In the same fall term to fall term time period, in the same same university system, GeorgiaVIEW gained about 59,000 students (assumes 1/10th of 65,000 active user growth are instructors/designers). Its only 9x the system growth rate. It actually reflects a slowing in the growth rate for GeorgiaVIEW. Partly this is because we are fast approaching the number of potential users. Market penetration becomes more difficult when people are using it.

Fortunately, users will become more intelligent in their use over time. So, even though the number of users may plateau, because each user will use the system more, the amount of use will continue to increase.
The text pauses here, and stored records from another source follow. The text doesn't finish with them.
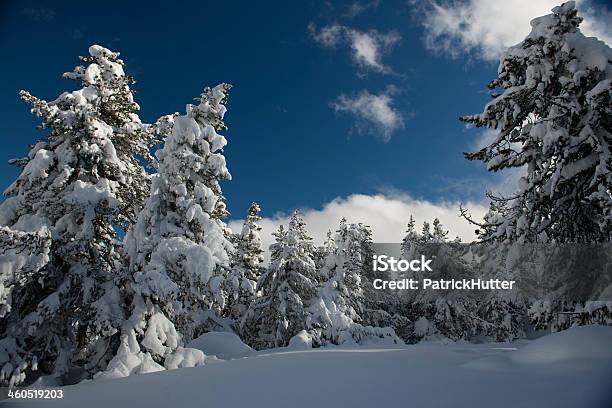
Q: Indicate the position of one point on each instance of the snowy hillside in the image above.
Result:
(541, 373)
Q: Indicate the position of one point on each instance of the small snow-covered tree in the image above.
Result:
(79, 182)
(288, 288)
(337, 312)
(553, 117)
(246, 265)
(438, 314)
(178, 249)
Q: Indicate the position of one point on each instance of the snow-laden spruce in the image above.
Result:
(552, 119)
(337, 312)
(246, 266)
(178, 249)
(77, 183)
(288, 287)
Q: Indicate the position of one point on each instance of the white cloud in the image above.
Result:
(486, 28)
(387, 215)
(374, 114)
(368, 48)
(358, 7)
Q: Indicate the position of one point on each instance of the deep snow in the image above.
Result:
(567, 369)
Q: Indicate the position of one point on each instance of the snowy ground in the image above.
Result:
(569, 369)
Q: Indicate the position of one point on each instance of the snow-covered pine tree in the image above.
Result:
(288, 287)
(439, 314)
(553, 117)
(178, 249)
(337, 313)
(78, 183)
(321, 254)
(246, 266)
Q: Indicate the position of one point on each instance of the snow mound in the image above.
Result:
(301, 341)
(224, 345)
(583, 343)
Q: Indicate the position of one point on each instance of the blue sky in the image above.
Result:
(294, 141)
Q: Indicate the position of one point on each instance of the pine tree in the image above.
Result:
(178, 249)
(80, 182)
(337, 312)
(553, 117)
(439, 314)
(247, 260)
(288, 288)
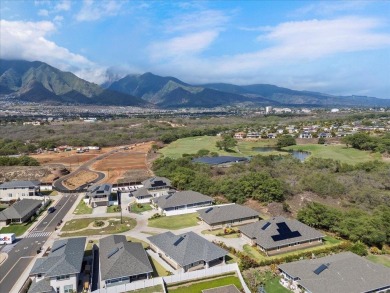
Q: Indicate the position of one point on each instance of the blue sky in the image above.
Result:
(336, 47)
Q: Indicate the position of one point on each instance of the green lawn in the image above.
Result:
(212, 283)
(255, 254)
(191, 145)
(153, 289)
(114, 227)
(139, 208)
(113, 209)
(337, 152)
(18, 229)
(273, 286)
(82, 208)
(380, 259)
(175, 222)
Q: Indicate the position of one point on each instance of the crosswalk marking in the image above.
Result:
(38, 234)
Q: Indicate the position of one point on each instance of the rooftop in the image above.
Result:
(231, 212)
(343, 273)
(187, 248)
(279, 231)
(120, 258)
(180, 198)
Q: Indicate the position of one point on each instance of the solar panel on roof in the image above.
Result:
(320, 269)
(208, 210)
(177, 242)
(115, 250)
(265, 226)
(58, 247)
(284, 232)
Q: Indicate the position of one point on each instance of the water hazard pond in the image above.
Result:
(300, 155)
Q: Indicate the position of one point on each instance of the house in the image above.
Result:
(240, 135)
(60, 270)
(157, 186)
(122, 261)
(228, 215)
(182, 202)
(18, 189)
(342, 273)
(100, 195)
(187, 251)
(305, 134)
(20, 212)
(221, 160)
(142, 195)
(279, 235)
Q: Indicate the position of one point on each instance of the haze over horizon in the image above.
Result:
(335, 47)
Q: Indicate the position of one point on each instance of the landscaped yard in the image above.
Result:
(82, 208)
(255, 254)
(139, 208)
(153, 289)
(71, 228)
(18, 229)
(380, 259)
(337, 152)
(196, 287)
(175, 222)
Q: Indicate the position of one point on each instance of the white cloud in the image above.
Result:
(91, 11)
(28, 41)
(184, 45)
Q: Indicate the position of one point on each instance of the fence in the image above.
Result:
(189, 276)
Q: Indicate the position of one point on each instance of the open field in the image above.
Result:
(337, 152)
(117, 164)
(175, 222)
(191, 145)
(79, 179)
(196, 287)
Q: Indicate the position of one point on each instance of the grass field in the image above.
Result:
(214, 283)
(114, 227)
(380, 259)
(174, 222)
(191, 145)
(337, 152)
(82, 208)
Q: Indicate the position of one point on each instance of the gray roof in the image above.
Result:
(42, 286)
(343, 273)
(181, 198)
(279, 231)
(187, 248)
(20, 184)
(222, 289)
(65, 257)
(231, 212)
(141, 192)
(119, 258)
(156, 182)
(20, 209)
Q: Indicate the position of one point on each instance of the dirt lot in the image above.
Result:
(131, 163)
(80, 179)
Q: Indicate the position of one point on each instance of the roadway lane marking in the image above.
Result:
(13, 267)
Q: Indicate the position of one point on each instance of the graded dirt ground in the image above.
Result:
(131, 163)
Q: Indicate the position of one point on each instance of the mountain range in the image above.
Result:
(39, 82)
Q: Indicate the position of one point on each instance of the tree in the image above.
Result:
(285, 140)
(226, 143)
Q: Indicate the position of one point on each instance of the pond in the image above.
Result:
(300, 155)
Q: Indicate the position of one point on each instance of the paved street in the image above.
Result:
(26, 249)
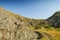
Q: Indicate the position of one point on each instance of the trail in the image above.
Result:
(48, 36)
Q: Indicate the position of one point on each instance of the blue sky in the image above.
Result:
(37, 9)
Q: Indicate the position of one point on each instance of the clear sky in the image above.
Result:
(39, 9)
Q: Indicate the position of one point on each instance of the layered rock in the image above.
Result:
(11, 28)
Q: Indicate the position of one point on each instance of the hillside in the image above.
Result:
(17, 27)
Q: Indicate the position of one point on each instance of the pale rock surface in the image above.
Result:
(13, 29)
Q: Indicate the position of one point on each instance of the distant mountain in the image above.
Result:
(17, 27)
(54, 20)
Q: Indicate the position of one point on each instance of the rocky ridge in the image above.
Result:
(11, 28)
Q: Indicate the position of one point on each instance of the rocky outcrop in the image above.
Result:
(11, 28)
(54, 20)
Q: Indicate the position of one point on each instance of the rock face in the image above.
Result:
(12, 28)
(54, 20)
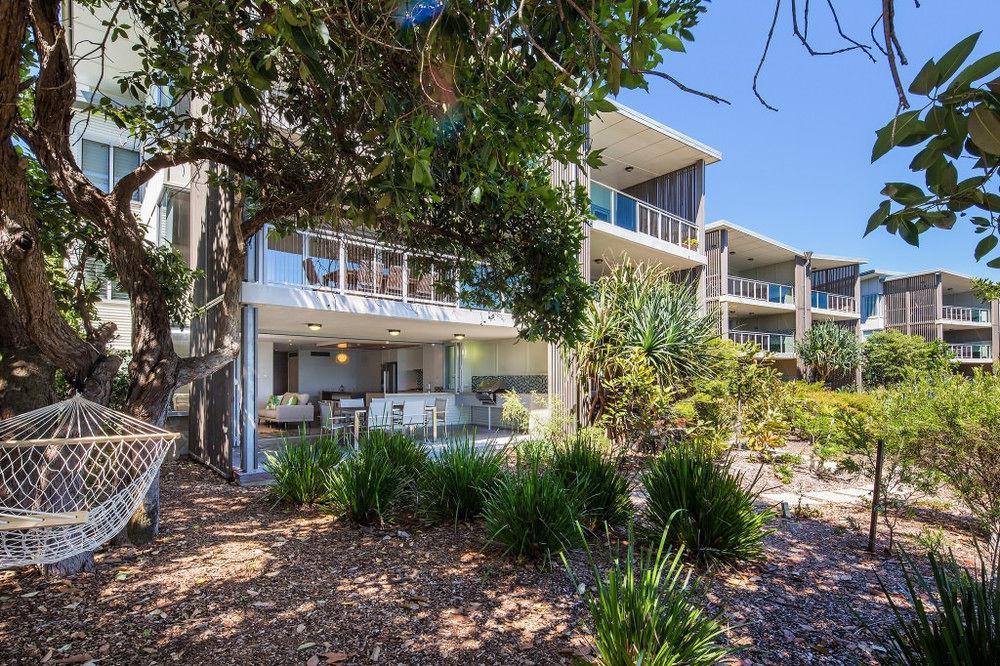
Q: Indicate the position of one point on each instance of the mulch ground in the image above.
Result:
(232, 580)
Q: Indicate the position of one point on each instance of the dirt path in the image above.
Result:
(232, 581)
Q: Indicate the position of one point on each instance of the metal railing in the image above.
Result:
(972, 351)
(960, 313)
(825, 300)
(352, 265)
(775, 343)
(759, 290)
(622, 210)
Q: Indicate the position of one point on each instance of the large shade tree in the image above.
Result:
(429, 124)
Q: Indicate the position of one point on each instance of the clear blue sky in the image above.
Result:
(803, 175)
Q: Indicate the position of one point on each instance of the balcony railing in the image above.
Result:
(774, 343)
(971, 315)
(758, 290)
(620, 209)
(972, 351)
(825, 300)
(352, 265)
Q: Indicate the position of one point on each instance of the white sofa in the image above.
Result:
(303, 412)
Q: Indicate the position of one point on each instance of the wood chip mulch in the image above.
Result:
(232, 580)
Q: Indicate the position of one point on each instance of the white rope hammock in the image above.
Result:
(71, 476)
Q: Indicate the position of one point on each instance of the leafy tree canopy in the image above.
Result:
(958, 131)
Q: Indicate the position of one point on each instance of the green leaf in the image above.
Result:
(904, 193)
(878, 217)
(956, 55)
(926, 79)
(896, 131)
(985, 246)
(984, 128)
(977, 70)
(381, 167)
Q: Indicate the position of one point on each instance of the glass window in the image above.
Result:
(175, 218)
(126, 161)
(96, 164)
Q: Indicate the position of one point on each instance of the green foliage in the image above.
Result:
(301, 469)
(958, 131)
(645, 335)
(703, 506)
(515, 414)
(829, 351)
(955, 618)
(464, 106)
(530, 514)
(889, 357)
(454, 483)
(378, 482)
(592, 476)
(643, 612)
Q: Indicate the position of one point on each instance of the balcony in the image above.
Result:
(965, 314)
(772, 343)
(626, 212)
(972, 351)
(758, 290)
(824, 300)
(352, 265)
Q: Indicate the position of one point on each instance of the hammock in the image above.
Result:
(71, 476)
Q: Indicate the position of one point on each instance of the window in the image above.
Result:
(175, 219)
(108, 290)
(105, 165)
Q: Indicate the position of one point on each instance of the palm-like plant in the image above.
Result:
(641, 314)
(828, 350)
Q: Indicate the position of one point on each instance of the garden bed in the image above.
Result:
(233, 580)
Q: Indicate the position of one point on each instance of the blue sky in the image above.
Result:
(803, 175)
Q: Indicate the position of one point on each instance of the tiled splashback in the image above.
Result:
(515, 383)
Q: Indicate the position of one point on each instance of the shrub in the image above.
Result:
(591, 474)
(454, 484)
(377, 482)
(715, 519)
(829, 351)
(643, 614)
(964, 627)
(888, 357)
(530, 514)
(300, 469)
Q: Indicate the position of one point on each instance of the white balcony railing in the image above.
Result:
(972, 351)
(825, 300)
(622, 210)
(966, 314)
(351, 265)
(774, 343)
(759, 290)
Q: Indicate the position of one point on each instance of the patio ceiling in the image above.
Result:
(291, 323)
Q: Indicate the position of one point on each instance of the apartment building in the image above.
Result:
(769, 294)
(936, 305)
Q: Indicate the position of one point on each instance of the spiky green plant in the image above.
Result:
(454, 484)
(643, 613)
(703, 506)
(300, 469)
(378, 482)
(591, 474)
(530, 514)
(958, 625)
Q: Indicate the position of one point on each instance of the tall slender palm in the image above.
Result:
(641, 311)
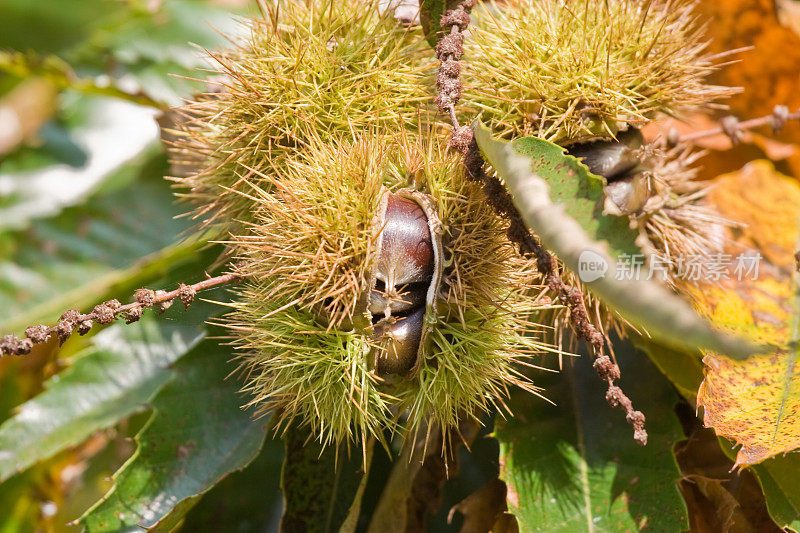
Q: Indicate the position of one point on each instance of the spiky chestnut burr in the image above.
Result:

Unfortunately, another DBA and I consider the number of users a more or less uninformative statistic. It looks good in news papers as its something the general public probably understands. Other numbers mean more for us:

  1. Hits – The count of items downloaded from the web servers. We often use hits as a measure of user activity. Unfortunately, we are only collecting this at the daily or monthly values.
  2. Who Is Online (Total / Active) – SQL pulls from the WIO table a count of all the rows (Total) and those whose time in the table is recent (Active). Both have issues… For example, users failing to logout and inflate the total. Active has weird spikes which suggests to me these tables are reaped every 1/2 hour or so.
  3. Storage – Amount of information stored by the users. For example, our storage growth is 2.23 times the previous year (slowing down from 2.25). The number of new users has largely slowed, but the amount of storage staying fairly consistent means to me the users are doing more with the system.

Amy’s presentation at BbWorld 2007 on capacity planning is a much more authoritative approach than this blog post.